The Graves Are Not Yet Full -- Violence in Africa
Africa has been riddled with violence over the past few decades due to numerous causes. In his book, The Graves Are Not Yet Full, Bill Berkeley examines how corrupt government, foreign influence, racism, and various other factors have contributed to violence, genocide, civil war, and a variety of injustices that have taken place in Africa.
The United States has played a very large roll in African politics and has greatly influenced the events that have transpired there. Most of the US's political agenda in Africa originated because of and during the Cold war. The US used Africa as a bulwark against the Soviet Union--mainly to stop Soviet influence and communism from spreading. From the 1950's until the beginning of the 1990's the US based its relations with Africa on the principle that "the enemy of our enemy is our friend." It often supported brutal tyrants principally because they were willing to oppose communism. Millions and even billions of dollars were given to dictators such as Samuel Doe and Mobute Sese Seko in order to help them, "our trusted allies", retain power even while they used the money to violently thwart opposition, ignore rule of law, and violate basic human rights. (Berkeley, 17)
Because of the funds that the US has pumped into such dictatorships, it has greatly contributed to much of the violence that has occurred there. Furthermore, when the Cold War finally came to a close and the US no longer had use of Africa to further its primary interest, most of Africa's aid was cut, leaving a power vacuum which has only led to more violence.
Although it is obvious that the US acted in its self interest, Berkeley undervalues the justification of those interests. During the Cold War the primary objective of the US was to stop communism from spreading since during that time communism was seen as the greatest threat to world peace. The US was involved in an arms race and had a vested interest in multiple countries spanning across six continents. Arguably the Soviets would have exploited Africa in the same way the US did and this may have triggered a different and worse outcome of the Cold War. The Soviet influence in Ethiopa and Angola, for example, led to a great deal of bloodshed. The US was to some extent forced into a situation in which it had to uphold anyone in power that would support them--no matter their actions towards their local populations--it being the most stable and reliable tactic the US could employ. At the time US opinion held that the benefits of impeding Soviet expansion outweighed the costs of upholding African tyrants. As Chester A. Crocker put it, "The Cold War happened. It was a success from the point of view of the West. It is wrong to imply that there was nothing legitimate about our conduct" (75).
In any case, not all the blame for African violence can be placed on the US. While the US exercised influence on Africa, Berkeley shows that it was the African "Big Men" that implemented violent tactics and committed the atrocities. Men such as Mobutu Seko and Charles Taylor (who was not backed by the US) would "tease out someone else's latent prejudice and inflame it with scapegoating rhetoric" and then use this to rally one ethnic group against another, essentially creating racism (140). Utilizing such methods, Mobutu was able to survive a surprisingly long time after the collapse of the Berlin Wall. While most predicted a quick demise, he lasted another seven years, demonstrating his skillful playing of the ethnic card (139-140).

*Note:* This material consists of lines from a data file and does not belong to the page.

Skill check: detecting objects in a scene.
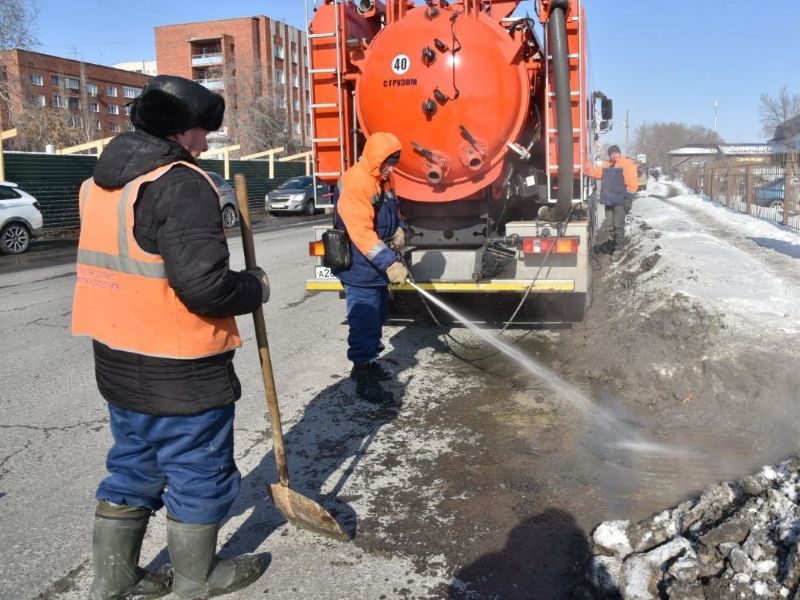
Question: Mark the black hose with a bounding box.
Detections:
[547,6,575,221]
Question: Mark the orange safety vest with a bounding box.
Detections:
[72,161,242,359]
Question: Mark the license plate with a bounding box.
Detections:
[314,267,336,279]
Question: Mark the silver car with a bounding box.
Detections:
[0,181,43,254]
[264,175,330,215]
[206,171,239,229]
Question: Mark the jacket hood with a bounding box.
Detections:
[94,131,195,188]
[358,131,403,177]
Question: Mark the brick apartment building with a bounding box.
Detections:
[0,49,150,142]
[155,16,311,146]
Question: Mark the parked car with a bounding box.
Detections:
[206,171,239,229]
[0,181,43,254]
[753,177,785,210]
[264,176,330,215]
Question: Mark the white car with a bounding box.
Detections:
[0,181,43,254]
[206,171,239,229]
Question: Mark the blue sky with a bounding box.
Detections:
[32,0,800,145]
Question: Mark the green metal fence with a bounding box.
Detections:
[3,152,305,229]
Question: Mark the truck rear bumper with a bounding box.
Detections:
[306,279,575,294]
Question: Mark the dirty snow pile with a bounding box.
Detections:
[587,455,800,600]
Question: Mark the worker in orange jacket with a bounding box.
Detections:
[72,75,269,600]
[586,146,639,254]
[333,132,408,404]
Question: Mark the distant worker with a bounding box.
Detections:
[72,75,269,600]
[586,146,639,254]
[333,132,408,404]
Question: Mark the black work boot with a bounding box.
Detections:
[167,518,265,600]
[89,501,172,600]
[350,362,394,404]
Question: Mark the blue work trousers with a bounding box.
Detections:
[97,404,241,524]
[344,283,389,364]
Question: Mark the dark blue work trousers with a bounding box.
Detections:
[97,404,241,524]
[343,283,389,364]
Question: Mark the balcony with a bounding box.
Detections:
[194,78,225,90]
[192,52,222,67]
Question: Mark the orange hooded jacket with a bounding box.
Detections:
[336,132,402,285]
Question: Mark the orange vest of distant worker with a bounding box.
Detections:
[72,161,242,359]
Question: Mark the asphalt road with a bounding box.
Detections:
[0,212,680,600]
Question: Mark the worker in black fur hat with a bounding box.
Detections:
[72,75,269,600]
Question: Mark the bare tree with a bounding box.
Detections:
[13,103,82,152]
[225,59,290,154]
[632,122,723,169]
[758,85,800,137]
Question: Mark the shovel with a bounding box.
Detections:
[235,174,350,541]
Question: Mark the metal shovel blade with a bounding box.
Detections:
[269,483,350,542]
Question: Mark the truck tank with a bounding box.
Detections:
[307,0,610,324]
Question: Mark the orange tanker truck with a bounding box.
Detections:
[306,0,611,321]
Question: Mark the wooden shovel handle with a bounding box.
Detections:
[234,173,289,487]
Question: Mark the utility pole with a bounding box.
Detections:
[625,109,630,154]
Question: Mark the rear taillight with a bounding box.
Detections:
[308,240,325,256]
[522,237,580,254]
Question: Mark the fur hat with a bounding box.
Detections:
[131,75,225,137]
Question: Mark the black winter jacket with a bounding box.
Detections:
[87,131,261,415]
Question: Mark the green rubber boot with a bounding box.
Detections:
[89,501,172,600]
[167,518,265,600]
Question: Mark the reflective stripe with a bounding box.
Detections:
[117,179,136,257]
[364,240,389,261]
[78,248,167,279]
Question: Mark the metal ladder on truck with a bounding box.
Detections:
[305,0,348,208]
[545,3,586,203]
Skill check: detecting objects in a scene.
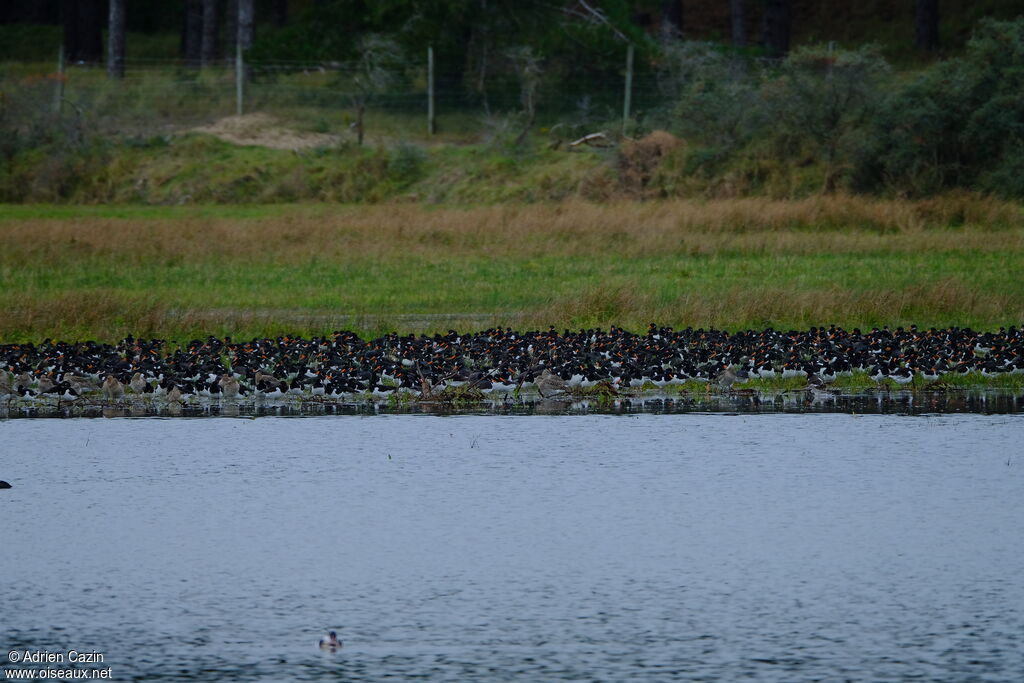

Cases such as these show that in Africa "a handful of elites endlessly [maneuver] for power and booty while millions perish" (197). Berkeley shows plenty of evidence to support these views--coup after coup, bloody civil war, genocide, tyranny, gangs, factions--all due to an endless fight for power. "In Africa, power is controlled by whoever has the gun" (236). This has undoubtedly been the case over the past decades.
In Rwanda, however, "racial stereotypes, envy, resentment, scapegoating, fear--all helped to make genocide possible, but not inevitable" (260). The Rwandan government was organized in such a way that all of the governmental leaders became co-conspirators in the genocide. A relative few Hutus used their control of the government to organize regular citizens into an overwhelming force. Leaders from the top down played on the prejudices they had cultivated to induce regular Hutu civilians to murder their neighbors and friends.
Nevertheless, when Berkeley spoke with Jenkins Z. B. Scott, Samuel Doe's justice minister in Liberia where thousands had died, he admitted that no one had been prosecuted for any of the mass killings, gang rape, detentions without trial, or floggings. The justice system is virtually nonexistent in many African countries, or at least it's merely starting to develop. Berkeley correctly asserts that a fair justice system is the key to preventing (or reducing) both large and small scale future crimes--certainly it will be a major factor in the future of peace in Africa. If there is no punishment then law is ineffective. Justice systems can provide a sense of responsibility to leaders and individuals alike--at least it can provide fear of punishment which will deter horrendous acts. The current efforts to bring criminals to justice by the United Nations International Criminal Tribunal for Rwanda may pave the way for peace and prosperity in the war-ridden continent.
In his book, Bill Berkeley thoughtfully examines violence in Africa and helps the reader come to realize the extent of its crimes as well as their causes. His experiences in Africa and the US help him to correctly analyze most of the circumstances and identify solutions to the many problems which have faced the continent over the past decades.